Gentoo Websites Logo
Go to: Gentoo Home Documentation Forums Lists Bugs Planet Store Wiki Get Gentoo!

Bug 98419

Summary: [sandbox] built-in `getcwd()' implementation broken
Product: Portage Development Reporter: bartron <bartron>
Component: SandboxAssignee: Sandbox Maintainers <sandbox>
Status: RESOLVED REMIND    
Severity: normal CC: ccb921215, sam
Priority: High    
Version: unspecified   
Hardware: All   
OS: Linux   
See Also: https://bugs.gentoo.org/show_bug.cgi?id=149982
https://bugs.gentoo.org/show_bug.cgi?id=261936
https://bugs.gentoo.org/show_bug.cgi?id=447970
Whiteboard:
Package list:
Runtime testing required: ---
Attachments: getcwd_glibc.diff
getcwd-test.c

Description bartron 2005-07-08 18:26:42 UTC
(1) in `__syscall_egetcwd()', line #151:

        `st' is used uninitialized... should be initialized with "/".

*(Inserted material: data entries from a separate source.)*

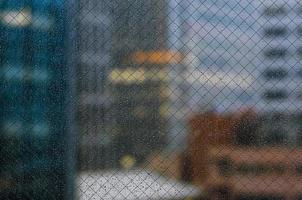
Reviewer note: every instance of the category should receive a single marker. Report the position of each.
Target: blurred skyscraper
(216, 71)
(137, 77)
(34, 84)
(94, 60)
(279, 61)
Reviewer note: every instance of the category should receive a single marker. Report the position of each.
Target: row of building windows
(270, 32)
(280, 74)
(279, 94)
(280, 52)
(16, 128)
(276, 11)
(227, 167)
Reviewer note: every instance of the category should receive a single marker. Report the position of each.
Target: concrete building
(137, 77)
(93, 64)
(279, 58)
(217, 41)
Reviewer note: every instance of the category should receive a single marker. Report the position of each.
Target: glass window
(275, 31)
(274, 53)
(274, 11)
(277, 74)
(275, 94)
(299, 52)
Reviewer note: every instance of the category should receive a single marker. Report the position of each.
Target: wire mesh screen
(151, 99)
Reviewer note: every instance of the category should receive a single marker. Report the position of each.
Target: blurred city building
(137, 78)
(34, 163)
(231, 157)
(215, 73)
(279, 61)
(93, 64)
(219, 41)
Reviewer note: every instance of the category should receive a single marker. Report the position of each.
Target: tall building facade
(94, 60)
(221, 44)
(279, 72)
(34, 83)
(136, 79)
(216, 72)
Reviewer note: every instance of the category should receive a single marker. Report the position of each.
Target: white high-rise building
(217, 40)
(279, 66)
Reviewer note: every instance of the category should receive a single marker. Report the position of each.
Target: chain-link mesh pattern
(150, 99)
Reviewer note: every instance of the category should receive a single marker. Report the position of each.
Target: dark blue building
(33, 86)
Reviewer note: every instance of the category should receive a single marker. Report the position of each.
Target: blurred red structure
(224, 160)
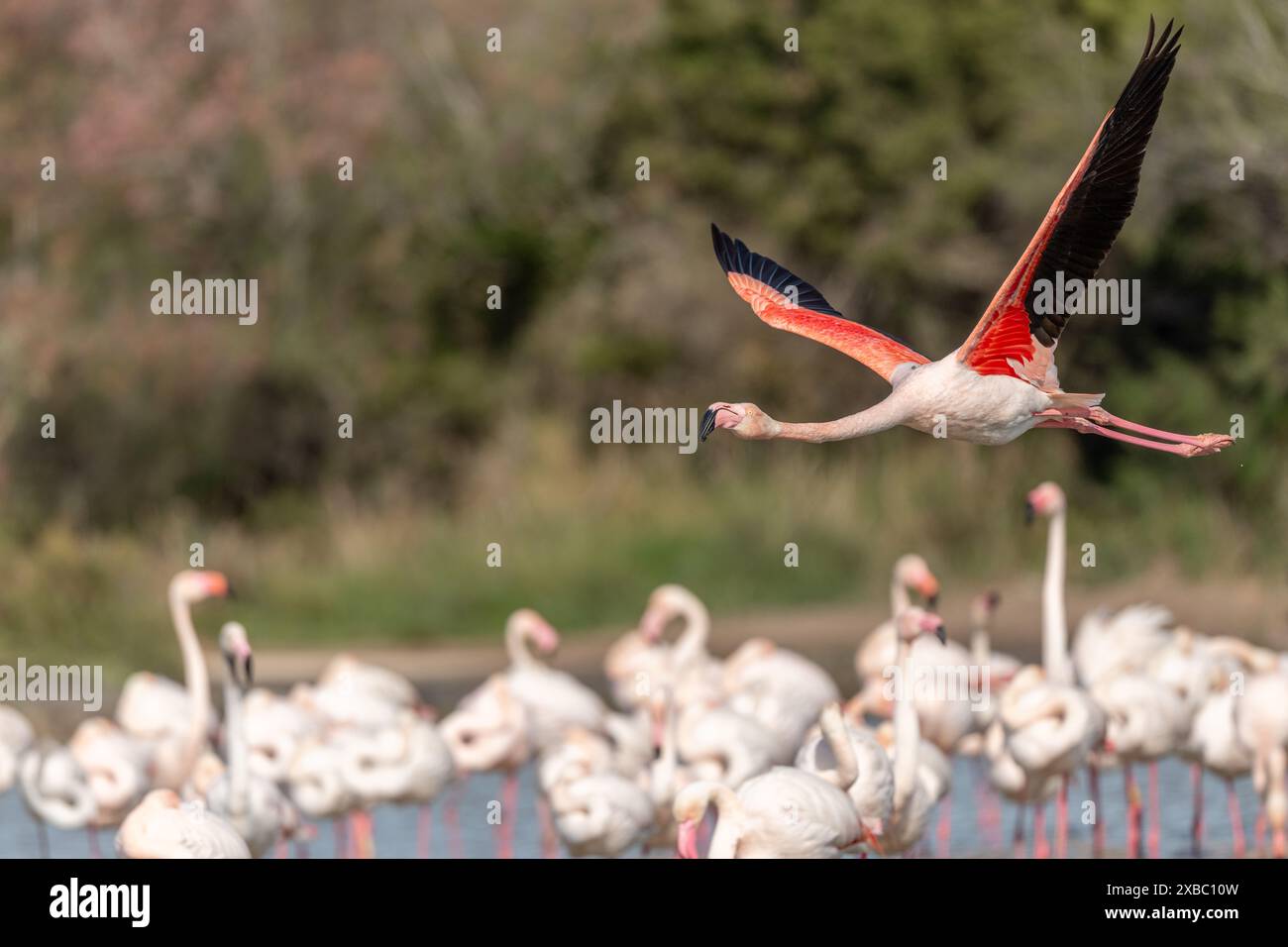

(2) in `recurser()', line #131

        `path_buf' is overwritten with "/.." ... but should have "/.." appended.
Comment 1 Martin Schlemmer (RETIRED) gentoo-dev 2005-07-09 02:36:48 UTC
Something like this:

-----
Index: getcwd.c
===================================================================
--- getcwd.c    (revision 125)
+++ getcwd.c    (working copy)
@@ -128,7 +128,7 @@
        if (strlen(path_buf) + 4 > path_size) {
            goto oops;
        }
-       snprintf(path_buf, 4, "/..");
+       snprintf(path_buf + strlen(path_buf), 4, "/..");
        if (recurser(path_buf, path_size, root_dev, root_ino) == 0)
                return 0;

@@ -147,6 +147,8 @@
     size_t olderrno;

     olderrno = errno;
+    if (lstat("/", &st) < 0)
+           return -1;
     len = -1;
     cwd = recurser(buf, size, st.st_dev, st.st_ino);
     if (cwd) {
@@ -175,6 +177,7 @@
        if (path == NULL)
            return NULL;
     }
+    snprintf(buf, 2, ".");
     ret = __syscall_egetcwd(path, alloc_size);
     if (ret >= 0)
     {
@@ -182,6 +185,7 @@
            buf = realloc(path, ret);
        if (buf == NULL)
            buf = path;
+       printf("getcwd (%d) = '%s'\n", strlen(buf), buf);
        return buf;
     }
     if (buf == NULL)
@@ -197,11 +201,12 @@
        __set_errno(0);
        tmpbuf = getcwd(buf, size);

-       if (tmpbuf) {
+       if (tmpbuf)
                lstat(buf, &st);
-       } else {
+       else if (ENAMETOOLONG == errno)
+               return __egetcwd(buf, SB_PATH_MAX);
+       else
                return tmpbuf;
-       }

        if (errno) {
                /* If lstat() failed with eerror = ENOENT, then its
-----

This btw still only have the 4096 max path it can return ...
Comment 2 Martin Schlemmer (RETIRED) gentoo-dev 2005-07-10 06:33:08 UTC
Anyhow, besides the path size limit, does the first 3 hunks look like the fixes
you suggested?
Comment 3 bartron 2005-07-10 18:03:17 UTC

    
Comment 4 bartron 2005-07-10 18:03:17 UTC
  
  For standard usage, yes.  Problem is still PATH_MAX... at the point 
the test in bug #21766 fails, `cwd_len' is somewhere between (PATH_MAX + 1)
and (PATH_MAX + 9)...

  The problem with `egetcwd()' in sandbox 1.2.10 is it tries to stat() 
every directory component relative to "/" on its way back... in the 
outermost recursion it's slightly above PATH_MAX... and fails...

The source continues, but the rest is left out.